Editing a Note's Loudness

A particular note's loudness is determined by its velocity value. The harder you play a note the louder it is. You can adjust the overall loudness of a region by selecting all the notes in a region (press Command-A) and adjusting the Velocity slider. You can also select an individual note and adjust its velocity value with the Velocity slider.

Editing Note Pitch

If you hit a wrong note when recording a region, don't worry. You can fix it in the editor. You can alter a particular note's pitch by clicking the note in the Edit grid and moving the note by click-dragging the note up or down on the grid. Notice that you hear the note's pitch change as you move it up or down on the grid. Also note the piano keyboard–like ruler on left side of the grid to help you find the pitch you are looking for.


Velocity doesn't just affect loudness; it can also affect the character of a note. Some Software Instruments sound quite different depending on how loudly or softly they are played.

Editing Note Duration

Sometimes a note is held down too long or not long enough. This is called the note's duration. You can alter a particular note's duration by clicking and dragging the tail end of the note forward or backward in the Edit grid. If Snap To Grid is enabled in the Control menu, the note's duration snaps to the grid value as set in the Grid menu or by the Zoom slider.

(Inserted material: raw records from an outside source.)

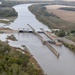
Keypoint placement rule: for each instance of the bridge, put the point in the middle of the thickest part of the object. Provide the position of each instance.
(45, 42)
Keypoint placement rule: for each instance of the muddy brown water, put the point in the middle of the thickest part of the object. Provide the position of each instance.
(64, 65)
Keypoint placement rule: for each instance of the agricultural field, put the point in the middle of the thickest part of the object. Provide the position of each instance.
(63, 14)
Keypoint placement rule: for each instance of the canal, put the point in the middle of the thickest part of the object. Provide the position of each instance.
(64, 65)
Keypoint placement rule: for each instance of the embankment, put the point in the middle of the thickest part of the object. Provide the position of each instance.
(50, 19)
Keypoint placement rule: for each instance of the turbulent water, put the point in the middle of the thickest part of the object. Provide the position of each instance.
(64, 65)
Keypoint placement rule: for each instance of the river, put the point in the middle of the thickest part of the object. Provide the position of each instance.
(64, 65)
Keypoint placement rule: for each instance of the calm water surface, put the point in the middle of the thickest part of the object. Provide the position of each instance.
(64, 65)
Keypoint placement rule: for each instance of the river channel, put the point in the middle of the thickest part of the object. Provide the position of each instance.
(64, 65)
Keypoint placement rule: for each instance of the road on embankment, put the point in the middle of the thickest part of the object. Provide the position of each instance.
(64, 65)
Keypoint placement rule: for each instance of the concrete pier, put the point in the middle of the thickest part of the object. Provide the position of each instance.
(45, 42)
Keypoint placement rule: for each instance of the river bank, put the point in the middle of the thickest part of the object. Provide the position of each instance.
(12, 61)
(50, 19)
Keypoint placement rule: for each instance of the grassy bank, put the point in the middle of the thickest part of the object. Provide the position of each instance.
(50, 19)
(13, 62)
(70, 46)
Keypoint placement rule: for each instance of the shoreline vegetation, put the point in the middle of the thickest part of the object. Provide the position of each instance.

Duplicating and Adding Notes

Not only can you fix mistakes in the editor, but you can also get creative. If you want to duplicate a note and then drag it to another pitch or place in the timeline, just select the note you wish to duplicate and drag it to another location while holding down the Option key. If you want to add a note to the region, press Command and you'll see the cursor change to a pencil shape. Place the cursor over the point in the grid where you want the note to appear and then click to place the note.


You can select a group of notes to edit by Shift-clicking them or by dragging around the group of notes. You can then perform any of the previously mentioned editing functions to the group of notes, as well as the standard Mac edit functions of cut, copy, paste, and delete.

Editing Modulation, Pitch Bend, and Sustain

Modulation, pitch bend, and sustain are ways to add musical expression to notes beyond pitch, loudness, and duration. These are known in the MIDI world as continuous controllers. Your MIDI keyboard probably has a pitch bend and a modulation wheel as well as a jack for a sustain pedal. You might use the pitch bend wheel to "bend" a note in a sax solo, the modulation wheel to add vibrato to a cello, or the sustain pedal to extend the sound of a piano note.

If you recorded your performance and used these controllers, you have the ability to edit them in the Edit window. Click the Display pop-up menu to select either Pitch Bend, Modulation, or Sustain:

  • Pitch bend—Can alter the pitch of a note or series of notes up or down two semitones for most Software Instruments. These are expressed in GarageBand's editor as grid values between –64 and +64.

  • Modulation—Usually controls the vibrato or rapid cyclic volume modulation of a note or notes of a Software Instrument. These are expressed in GarageBand's editor as grid values between 0 and 127, depending on the depth of modulation.

  • Sustain—An on or off value, it is expressed in GarageBand's editor as grid values between 0 and 1, with 1 meaning that sustain is on.

You can experiment with altering these values in a previously recorded performance or edit the values in the Track Editor if you used these controllers while recording a Software Instrument.

If the controller was used, the controller's movements appear as lines connected by dots, called control points. These are similar to a volume curve in the timeline, which we explored in the "Adjusting Track Volume" section of Chapter 2 (see Figure 3.10).

Figure 3.10Figure 3.10 A modulation curve that looks strangely like my stock portfolio's value.

You can move the control points on the grid to change their values or click the line to add a control point. You can also use Command-click to draw control points from scratch. Select a control and press Delete to delete a control point.


Using continuous controllers adds a huge amount of data to the MIDI stream, which may negatively affect GarageBand's performance. Use continuous controllers judiciously and use the editor to thin the control points.